WATCH > Acceptance Speech by Sophie Blackall, Advance Australian Global Icon Award Winner 2020

Thank you, Ita Buttrose and Advance for this incredible — more than a little difficult to believe — honour.

If I was in Sydney, I would like to acknowledge the traditional owners of the land, the Gadigal People of the Era Nation.

But as I am in Brooklyn, New York, I would like to recognize the Canarsee Tribe of Lenape of Delaware Nation.

I can’t stop asking myself what on Earth a girl from Willunga, South Australia is doing before you all, a girl who spent her childhood up a gum tree with a book, or drawing pictures on the beach with a stick in the sand. A girl whose biggest dream was to tell stories.

The only thing I can come up with is this: We Australians are imbued with humility — a product perhaps of our history, the size of our population, and our geographical location in the world.

And with that humility comes a certain fearlessness. It’s almost as though we don’t expect the rest of the world to take much notice, so we have nothing to lose! We can get away with stuff.

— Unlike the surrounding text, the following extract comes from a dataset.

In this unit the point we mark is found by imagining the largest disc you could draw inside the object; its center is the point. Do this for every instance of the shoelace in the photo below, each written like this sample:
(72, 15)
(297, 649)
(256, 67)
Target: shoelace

We can be bold! and experimental! and creative! As we’ve seen in all the finalists of this year’s Advance Awards.

As someone who makes books for children, I have found myself in some quite extraordinary situations. I have no idea, for instance, how I, this bumbling, gum tree-residing girl found myself at the Center for Disease Control in front of hundreds of the world’s most esteemed epidemiologists. 

Or how I ended up at a dinner in Berlin at the G7 summit, seated between President Kikwete of Tanzania and President Keïta of Mali and across from Bill Gates and Angela Merkel.

Or how I found myself in a board room at the United Nations just days before Covid-19 shut down New York City.

I only know what I did in those moments. I told stories.

And I asked people to tell me their stories in return.

Because telling stories is how we survive, and stories are what we leave behind.

It’s through stories that we connect and understand one another.

Now, more than ever, people the world over are sharing their stories and their experiences, on podcast and in tweets.

In the throes of the epidemic of the 1300s, Boccaccio wrote The Decameron, a hundred stories told by a pod of people in lockdown.

In the Odyssey, Homer makes the case that the Gods devised the devastation of the Trojan War, “to make a song for those in times to come.”

And for First Nations People, creation stories of Spirit in Country exist in the Past, the Present and the Future.

The preservation of these oral traditions, the sharing of these stories is the key to knowledge and understanding which leads to empathy and engagement. If we listen to someone’s story, we can no longer ignore their humanity. Their stories become our stories.

When we learn details of another’s experiences, we can more fully appreciate the need for social justice and equality.

And if we ever become consumed with our own stories, we can step back and think of our planet rotating and revolving in space, our planet that holds everyone we know and everyone we’ve never met and all our food and all our water and all the art and books and music and every ant and every sneeze and every comma and every atom of every living and non-living thing.

And what will we leave behind after our brief time here?

Ou stories.

Thank you, Advance, for encouraging and gathering Australian stories, and for giving me the opportunity to tell mine.